TKO (Accolade) Review | Commodore User - Everygamegoing

Commodore User

By Accolade
Commodore 64

Published in Commodore User #65



Until now, boxing sims have been pretty much a ringside affair. You look on from outside the ropes while the two guys slug it out in the middle. TKO adds a touch of realism by sticking you right in the middle of the action.

There are four unranked boxers in the gym from which you can choose your contender. The select player screen shows your opponent's mug shot and fighting style at the bottom of the screen. You can scroll through the four available boxers to select whoever stands the best chance. You can also fine tune the attributes to give your man the attributes to give your man that extra edge. This is done by means of a sort of mixing desk with five sliders to determine stance, power hand, best punch, strength and weakness.
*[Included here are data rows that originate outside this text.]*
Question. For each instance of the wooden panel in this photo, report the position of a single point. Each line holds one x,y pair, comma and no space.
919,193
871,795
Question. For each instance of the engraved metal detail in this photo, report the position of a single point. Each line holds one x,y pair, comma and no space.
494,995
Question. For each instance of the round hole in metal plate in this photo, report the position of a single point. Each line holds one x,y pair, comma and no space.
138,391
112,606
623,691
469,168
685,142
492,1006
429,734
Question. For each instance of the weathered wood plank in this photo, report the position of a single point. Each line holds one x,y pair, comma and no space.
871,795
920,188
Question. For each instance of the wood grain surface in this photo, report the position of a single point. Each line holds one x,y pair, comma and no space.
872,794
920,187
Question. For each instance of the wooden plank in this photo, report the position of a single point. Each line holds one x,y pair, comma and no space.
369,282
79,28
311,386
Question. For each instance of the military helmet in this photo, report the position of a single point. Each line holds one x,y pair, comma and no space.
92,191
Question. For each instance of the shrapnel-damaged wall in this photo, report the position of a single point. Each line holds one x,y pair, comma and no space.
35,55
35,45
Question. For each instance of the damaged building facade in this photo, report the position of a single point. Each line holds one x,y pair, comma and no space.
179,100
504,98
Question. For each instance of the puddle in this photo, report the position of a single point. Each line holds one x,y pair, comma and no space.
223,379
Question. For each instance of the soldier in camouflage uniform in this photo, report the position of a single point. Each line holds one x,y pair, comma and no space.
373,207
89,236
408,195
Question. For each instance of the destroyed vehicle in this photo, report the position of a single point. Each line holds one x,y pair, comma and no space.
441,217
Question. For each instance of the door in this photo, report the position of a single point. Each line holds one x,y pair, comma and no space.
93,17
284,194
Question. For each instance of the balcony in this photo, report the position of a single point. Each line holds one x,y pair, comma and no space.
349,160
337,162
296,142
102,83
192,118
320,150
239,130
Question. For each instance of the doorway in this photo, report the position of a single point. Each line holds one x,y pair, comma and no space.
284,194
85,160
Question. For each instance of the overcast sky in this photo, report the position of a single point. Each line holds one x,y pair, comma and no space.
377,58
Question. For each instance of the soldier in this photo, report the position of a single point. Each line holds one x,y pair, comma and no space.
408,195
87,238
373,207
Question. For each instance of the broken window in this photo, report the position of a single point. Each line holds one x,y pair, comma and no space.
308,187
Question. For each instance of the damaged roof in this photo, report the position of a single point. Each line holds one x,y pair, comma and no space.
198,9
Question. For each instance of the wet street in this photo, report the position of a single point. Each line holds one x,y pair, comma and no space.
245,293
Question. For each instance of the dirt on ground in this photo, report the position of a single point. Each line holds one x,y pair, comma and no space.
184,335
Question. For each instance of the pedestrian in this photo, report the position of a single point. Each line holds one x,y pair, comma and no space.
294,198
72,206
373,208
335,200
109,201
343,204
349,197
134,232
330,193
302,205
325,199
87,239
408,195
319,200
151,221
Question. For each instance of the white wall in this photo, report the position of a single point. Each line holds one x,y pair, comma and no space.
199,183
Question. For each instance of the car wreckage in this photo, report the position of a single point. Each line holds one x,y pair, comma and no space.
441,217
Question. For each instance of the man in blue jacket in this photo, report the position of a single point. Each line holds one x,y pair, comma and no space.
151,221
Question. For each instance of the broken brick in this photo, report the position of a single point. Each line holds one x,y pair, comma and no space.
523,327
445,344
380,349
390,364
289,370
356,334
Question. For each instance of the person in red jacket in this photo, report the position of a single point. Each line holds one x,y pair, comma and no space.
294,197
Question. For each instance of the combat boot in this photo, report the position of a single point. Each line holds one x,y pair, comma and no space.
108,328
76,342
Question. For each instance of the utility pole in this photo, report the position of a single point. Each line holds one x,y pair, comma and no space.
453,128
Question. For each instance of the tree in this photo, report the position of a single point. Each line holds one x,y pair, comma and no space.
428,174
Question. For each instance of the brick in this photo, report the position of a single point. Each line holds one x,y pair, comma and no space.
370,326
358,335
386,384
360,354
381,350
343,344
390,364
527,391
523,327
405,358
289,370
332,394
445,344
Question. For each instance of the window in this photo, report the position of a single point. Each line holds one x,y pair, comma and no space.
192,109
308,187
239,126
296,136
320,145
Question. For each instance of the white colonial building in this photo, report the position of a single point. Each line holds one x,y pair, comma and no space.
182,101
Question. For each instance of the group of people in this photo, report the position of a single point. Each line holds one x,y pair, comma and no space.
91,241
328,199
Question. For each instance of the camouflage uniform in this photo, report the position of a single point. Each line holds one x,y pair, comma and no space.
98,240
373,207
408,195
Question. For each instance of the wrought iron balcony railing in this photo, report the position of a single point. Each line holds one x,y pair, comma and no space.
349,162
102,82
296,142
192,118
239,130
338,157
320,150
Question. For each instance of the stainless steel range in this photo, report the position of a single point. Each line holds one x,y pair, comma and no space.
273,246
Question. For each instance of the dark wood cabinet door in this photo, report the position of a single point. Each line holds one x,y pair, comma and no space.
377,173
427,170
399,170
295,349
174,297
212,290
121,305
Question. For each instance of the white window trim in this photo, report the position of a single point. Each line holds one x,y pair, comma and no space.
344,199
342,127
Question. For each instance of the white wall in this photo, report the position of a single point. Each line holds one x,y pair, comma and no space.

Maximising certain aspects tends to have a negative effect on others. For example, if you do push the strength slider to maximum, your man may pack a hell of a punch, but all that muscle will slow him down and he won't always connect. The weakness setting lets you determine your boxer's staying power. Ability to go the distance carries with it a tendency to get badly cut up.


Using the joystick you can set your guard to one of five positions. Your guard position determines the kind of punch you throw when you press the Fire button - a jab, a hook or an uppercut. The punch can be aimed by pulling the joystick just before you hit fire. So you can hit your opponent on either side of the body, either jaw or eye, in the nose, mouth or solar plexus. Everywhere in fact apart from below the belt.

The scoreboard appears at the end of each round and gives a complete statistical breakdown of your performance. This shows the total number of punches thrown, the number of head and body punches landed, the number of head and body hits your man took, the number of punches you blocked, the total damage you inflicted on your opponent and the score. Pretty comprehensive, huh? The scoring uses something called the ten-point Must system in which the winner gets ten points and loser nine, unless he gets knocked down in which case it's eight.

At the end of a bout everybody's statistics are updated and saved to disc. There is also a two player game option so you can have a good scrap with a mate without any of the computer opponents being involved.

TKO is without doubt the most realistic boxing game ever. It's so much more satisfying being right at the centre of the action, throwing the punches and watching them land. The game lacks the big fight atmosphere though; not enough use has been made of sound effects (There's not even a decent bell at the end of a round) and there's no crowd.